Professor Bill Smyth, McMaster University, Canada
Succinct data structures for strings and sequences
Professor Roberto Grossi, University of Pisa, Italy
The talk describes some problems that arise in industrial applications and how succinct and compressed data structures for strings and sequences can help using little space. The first part of the talk is devoted to semi-indexing semi-structured data, e.g. query log data in JSON format. The second part involves prefix searching on a set of strings which is helpful e.g. in search engines, and describes some succinct data structures for storing a set of strings. The third part of the talk considers a sequence of strings (not to be confused with a set of strings) and introduces the wavelet trie for storing textual data (e.g. URLs) in time order and supporting extra functionalities that exploit this order. The discussed results are joint works with Giuseppe Ottaviano presented at ACM CIKM 2011, ACM-SIAM ALENEX 2012, and ACM PODS 2012.
Algorithms on grammar-compressed strings
Professor Gad Landau, University of Haifa, Israel and NYU-Poly, USA
Grammar based compression, where one replaces a long string by a small context-free grammar that generates the string, is a simple and powerful paradigm that captures many of the popular compression schemes, including the Lempel-Ziv family, Run-Length Encoding, Byte-Pair Encoding, Sequitur and Re-Pair.
Let S be a string of length N given as a grammar G(S) of size n. The random access problem is to compactly represent G(S) while supporting fast random access queries. That is, given an index i, report S[i] without decompressing S. We will first present a linear space representation of G(S) that supports O (log N) random access time. This representation extends to efficiently support substring decompression. Namely, we can decompress any substring S[i]:::S[j] in the same complexity as a random access query and additional O(j- i) time.

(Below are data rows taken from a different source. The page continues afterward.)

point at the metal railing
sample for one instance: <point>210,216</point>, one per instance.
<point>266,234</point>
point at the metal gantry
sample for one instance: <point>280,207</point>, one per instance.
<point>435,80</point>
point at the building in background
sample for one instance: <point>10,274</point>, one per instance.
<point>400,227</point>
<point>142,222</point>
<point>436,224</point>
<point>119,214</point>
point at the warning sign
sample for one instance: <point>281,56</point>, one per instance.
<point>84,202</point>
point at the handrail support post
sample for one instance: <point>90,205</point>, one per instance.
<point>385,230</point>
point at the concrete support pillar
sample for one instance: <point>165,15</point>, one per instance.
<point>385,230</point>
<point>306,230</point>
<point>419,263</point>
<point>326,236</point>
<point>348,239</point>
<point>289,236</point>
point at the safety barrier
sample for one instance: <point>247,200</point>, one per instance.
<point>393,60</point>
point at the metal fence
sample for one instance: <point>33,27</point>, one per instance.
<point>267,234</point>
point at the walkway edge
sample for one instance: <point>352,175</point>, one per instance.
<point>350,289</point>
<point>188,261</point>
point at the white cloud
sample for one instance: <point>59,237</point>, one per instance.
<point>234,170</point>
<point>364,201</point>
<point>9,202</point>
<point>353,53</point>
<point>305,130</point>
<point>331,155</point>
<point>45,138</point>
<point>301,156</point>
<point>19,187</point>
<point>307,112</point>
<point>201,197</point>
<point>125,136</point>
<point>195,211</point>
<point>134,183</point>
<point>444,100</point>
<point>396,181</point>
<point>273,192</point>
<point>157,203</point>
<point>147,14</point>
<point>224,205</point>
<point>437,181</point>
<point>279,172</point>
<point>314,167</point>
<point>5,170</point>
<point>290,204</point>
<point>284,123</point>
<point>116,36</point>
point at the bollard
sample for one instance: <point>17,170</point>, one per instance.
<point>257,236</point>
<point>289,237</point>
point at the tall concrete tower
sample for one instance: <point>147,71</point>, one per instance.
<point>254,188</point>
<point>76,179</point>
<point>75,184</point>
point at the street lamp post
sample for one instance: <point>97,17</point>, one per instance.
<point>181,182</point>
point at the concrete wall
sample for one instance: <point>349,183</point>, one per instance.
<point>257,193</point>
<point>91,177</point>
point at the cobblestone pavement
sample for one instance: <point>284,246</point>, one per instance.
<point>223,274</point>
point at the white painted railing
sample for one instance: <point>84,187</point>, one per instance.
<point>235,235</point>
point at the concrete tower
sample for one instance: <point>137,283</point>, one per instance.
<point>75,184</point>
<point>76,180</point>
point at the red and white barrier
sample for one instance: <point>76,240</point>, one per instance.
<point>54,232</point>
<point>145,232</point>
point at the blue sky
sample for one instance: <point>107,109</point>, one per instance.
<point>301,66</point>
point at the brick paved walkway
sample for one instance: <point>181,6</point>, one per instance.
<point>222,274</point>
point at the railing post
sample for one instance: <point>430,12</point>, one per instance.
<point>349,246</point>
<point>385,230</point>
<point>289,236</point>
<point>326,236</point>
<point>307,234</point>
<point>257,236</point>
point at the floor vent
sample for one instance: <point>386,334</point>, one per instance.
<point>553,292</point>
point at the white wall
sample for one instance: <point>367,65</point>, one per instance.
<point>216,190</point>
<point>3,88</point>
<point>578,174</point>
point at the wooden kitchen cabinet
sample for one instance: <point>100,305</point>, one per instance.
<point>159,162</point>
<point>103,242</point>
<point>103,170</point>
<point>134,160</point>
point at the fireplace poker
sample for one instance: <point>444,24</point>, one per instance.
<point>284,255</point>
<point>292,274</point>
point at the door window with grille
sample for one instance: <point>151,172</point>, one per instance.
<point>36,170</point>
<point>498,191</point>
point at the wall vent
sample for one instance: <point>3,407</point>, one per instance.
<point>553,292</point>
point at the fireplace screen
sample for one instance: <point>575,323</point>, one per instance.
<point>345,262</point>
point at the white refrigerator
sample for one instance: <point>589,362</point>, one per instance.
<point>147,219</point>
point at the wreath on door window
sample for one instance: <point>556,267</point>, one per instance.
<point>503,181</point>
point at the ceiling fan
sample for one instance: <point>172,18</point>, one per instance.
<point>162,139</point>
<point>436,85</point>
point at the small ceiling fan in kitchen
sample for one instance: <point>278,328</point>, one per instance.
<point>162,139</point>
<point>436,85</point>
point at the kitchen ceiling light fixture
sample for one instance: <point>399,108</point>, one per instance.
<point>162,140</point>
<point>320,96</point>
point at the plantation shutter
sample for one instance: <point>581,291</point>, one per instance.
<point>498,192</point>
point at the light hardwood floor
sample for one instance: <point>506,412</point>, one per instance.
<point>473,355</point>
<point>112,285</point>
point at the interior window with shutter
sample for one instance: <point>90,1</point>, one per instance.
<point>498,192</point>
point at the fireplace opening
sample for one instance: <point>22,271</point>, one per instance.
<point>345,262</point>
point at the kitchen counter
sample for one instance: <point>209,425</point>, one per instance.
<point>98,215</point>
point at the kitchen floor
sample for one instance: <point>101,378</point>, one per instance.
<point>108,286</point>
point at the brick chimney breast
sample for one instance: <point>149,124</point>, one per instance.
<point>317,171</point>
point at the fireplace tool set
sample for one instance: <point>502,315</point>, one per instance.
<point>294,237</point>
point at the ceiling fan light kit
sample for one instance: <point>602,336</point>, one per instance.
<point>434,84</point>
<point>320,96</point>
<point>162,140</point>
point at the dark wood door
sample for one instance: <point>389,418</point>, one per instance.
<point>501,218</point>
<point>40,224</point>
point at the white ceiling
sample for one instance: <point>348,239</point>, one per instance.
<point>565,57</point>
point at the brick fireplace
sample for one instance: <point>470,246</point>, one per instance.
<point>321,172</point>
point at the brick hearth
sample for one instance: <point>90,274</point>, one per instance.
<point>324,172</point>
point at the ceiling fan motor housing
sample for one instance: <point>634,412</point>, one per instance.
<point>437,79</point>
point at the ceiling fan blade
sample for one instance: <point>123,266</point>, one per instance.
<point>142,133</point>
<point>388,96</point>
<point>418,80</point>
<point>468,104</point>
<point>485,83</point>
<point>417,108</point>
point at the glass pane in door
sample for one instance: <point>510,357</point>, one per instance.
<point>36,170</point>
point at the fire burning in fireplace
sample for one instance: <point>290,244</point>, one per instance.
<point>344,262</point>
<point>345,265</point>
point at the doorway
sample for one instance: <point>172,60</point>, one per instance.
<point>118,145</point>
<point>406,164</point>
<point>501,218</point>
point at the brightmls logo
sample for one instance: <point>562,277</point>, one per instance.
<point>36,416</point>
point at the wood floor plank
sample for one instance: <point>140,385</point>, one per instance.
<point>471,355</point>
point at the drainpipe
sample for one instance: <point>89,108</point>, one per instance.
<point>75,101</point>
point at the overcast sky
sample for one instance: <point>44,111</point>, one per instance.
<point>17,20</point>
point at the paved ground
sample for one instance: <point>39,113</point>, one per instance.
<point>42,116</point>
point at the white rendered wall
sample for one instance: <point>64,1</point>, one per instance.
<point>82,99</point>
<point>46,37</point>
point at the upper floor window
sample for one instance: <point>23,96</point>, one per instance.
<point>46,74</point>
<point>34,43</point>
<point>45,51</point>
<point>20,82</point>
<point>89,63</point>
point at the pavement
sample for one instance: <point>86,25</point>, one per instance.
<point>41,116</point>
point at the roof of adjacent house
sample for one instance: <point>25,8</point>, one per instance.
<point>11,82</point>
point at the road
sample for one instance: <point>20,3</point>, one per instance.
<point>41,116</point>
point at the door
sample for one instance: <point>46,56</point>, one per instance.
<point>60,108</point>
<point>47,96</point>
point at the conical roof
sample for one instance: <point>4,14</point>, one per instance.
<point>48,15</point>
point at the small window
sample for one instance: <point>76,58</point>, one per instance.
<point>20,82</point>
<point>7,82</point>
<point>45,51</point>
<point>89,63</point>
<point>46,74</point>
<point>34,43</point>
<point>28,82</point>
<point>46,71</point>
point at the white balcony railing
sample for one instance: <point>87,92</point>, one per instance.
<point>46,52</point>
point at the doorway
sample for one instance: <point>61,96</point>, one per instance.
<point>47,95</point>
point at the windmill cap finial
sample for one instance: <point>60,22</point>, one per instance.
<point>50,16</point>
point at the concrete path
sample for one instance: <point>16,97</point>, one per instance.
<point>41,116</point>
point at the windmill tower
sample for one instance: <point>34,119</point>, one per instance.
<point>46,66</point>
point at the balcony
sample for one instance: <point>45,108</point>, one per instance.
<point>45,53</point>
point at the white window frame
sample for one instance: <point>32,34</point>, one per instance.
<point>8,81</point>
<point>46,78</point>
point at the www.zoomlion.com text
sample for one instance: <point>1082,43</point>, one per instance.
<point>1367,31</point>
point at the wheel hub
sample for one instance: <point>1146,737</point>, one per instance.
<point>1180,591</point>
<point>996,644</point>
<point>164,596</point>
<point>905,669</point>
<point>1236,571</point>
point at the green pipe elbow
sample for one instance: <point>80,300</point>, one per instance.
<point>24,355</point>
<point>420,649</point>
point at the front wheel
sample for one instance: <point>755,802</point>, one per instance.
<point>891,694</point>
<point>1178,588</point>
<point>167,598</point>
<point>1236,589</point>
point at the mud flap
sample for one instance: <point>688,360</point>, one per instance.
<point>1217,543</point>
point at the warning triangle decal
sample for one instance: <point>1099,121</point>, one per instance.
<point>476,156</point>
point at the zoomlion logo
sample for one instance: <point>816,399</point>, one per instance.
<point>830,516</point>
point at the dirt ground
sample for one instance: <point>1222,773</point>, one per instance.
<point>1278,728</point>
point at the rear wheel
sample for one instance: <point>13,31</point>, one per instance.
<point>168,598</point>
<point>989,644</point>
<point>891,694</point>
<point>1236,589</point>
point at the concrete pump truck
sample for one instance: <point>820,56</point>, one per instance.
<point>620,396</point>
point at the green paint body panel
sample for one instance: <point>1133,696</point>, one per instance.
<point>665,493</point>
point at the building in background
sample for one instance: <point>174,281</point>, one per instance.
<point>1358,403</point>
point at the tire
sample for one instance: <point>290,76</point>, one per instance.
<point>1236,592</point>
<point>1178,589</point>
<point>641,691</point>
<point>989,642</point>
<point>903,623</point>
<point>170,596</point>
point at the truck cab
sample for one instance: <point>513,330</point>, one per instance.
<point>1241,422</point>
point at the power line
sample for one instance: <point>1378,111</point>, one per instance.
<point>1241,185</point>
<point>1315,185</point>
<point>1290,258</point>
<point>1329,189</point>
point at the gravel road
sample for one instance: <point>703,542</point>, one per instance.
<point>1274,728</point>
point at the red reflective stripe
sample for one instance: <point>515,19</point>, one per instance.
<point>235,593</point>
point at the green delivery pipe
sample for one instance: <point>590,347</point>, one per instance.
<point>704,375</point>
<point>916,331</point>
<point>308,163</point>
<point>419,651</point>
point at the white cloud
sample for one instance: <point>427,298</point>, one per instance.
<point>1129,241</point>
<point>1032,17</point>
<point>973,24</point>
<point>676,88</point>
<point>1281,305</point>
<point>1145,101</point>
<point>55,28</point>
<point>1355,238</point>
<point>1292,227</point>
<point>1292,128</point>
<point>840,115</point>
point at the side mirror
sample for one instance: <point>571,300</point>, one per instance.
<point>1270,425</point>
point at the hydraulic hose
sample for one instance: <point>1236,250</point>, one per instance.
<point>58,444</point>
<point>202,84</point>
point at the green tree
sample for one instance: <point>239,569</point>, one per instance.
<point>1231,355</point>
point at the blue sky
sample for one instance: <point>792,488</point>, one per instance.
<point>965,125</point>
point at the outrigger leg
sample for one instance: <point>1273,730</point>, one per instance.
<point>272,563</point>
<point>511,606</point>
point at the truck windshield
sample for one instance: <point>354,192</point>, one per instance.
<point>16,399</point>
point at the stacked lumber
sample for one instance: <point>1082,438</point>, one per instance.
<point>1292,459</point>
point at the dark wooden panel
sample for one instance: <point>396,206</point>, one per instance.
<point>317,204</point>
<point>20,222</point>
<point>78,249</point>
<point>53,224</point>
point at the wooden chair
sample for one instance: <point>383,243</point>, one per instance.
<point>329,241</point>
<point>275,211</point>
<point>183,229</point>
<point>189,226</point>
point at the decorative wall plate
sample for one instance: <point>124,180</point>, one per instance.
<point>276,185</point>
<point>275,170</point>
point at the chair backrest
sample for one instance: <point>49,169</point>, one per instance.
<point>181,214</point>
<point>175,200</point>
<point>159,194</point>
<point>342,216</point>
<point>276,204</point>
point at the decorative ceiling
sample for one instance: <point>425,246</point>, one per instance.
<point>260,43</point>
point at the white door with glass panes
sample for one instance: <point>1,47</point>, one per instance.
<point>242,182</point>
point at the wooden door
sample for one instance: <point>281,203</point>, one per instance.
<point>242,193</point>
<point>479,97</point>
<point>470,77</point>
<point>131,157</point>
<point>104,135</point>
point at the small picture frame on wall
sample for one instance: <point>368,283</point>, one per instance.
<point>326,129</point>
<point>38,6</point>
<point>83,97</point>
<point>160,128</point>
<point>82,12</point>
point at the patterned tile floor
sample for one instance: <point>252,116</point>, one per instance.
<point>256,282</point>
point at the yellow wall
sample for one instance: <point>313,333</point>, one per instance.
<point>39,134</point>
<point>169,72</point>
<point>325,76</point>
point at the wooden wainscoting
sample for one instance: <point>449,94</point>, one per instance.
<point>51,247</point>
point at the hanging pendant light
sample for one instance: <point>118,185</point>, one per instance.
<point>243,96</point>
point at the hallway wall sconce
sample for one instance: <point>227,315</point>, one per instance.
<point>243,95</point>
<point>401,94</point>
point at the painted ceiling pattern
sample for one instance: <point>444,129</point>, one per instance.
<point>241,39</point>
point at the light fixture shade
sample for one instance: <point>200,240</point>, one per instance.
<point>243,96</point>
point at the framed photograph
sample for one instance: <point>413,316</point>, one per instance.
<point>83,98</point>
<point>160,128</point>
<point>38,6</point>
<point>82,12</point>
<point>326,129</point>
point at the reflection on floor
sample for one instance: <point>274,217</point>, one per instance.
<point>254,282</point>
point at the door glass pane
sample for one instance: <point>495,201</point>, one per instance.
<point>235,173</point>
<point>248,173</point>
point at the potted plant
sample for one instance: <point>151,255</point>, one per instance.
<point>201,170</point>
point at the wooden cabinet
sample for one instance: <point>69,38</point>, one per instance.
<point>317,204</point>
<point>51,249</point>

Once we obtain an efficient substring decompression method, it can then serve as a basis for a compressed version of classical pattern matching. Namely, we can take any black-box (uncompressed) approximate pattern matching algorithm and turn it into a corresponding algorithm over grammar compressed strings. We will then focus on a specific algorithm for computing the edit distance of two grammar-compressed strings. This algorithm requires O(nN) time and uses the compression in a more complicated way (i.e., not through random access queries).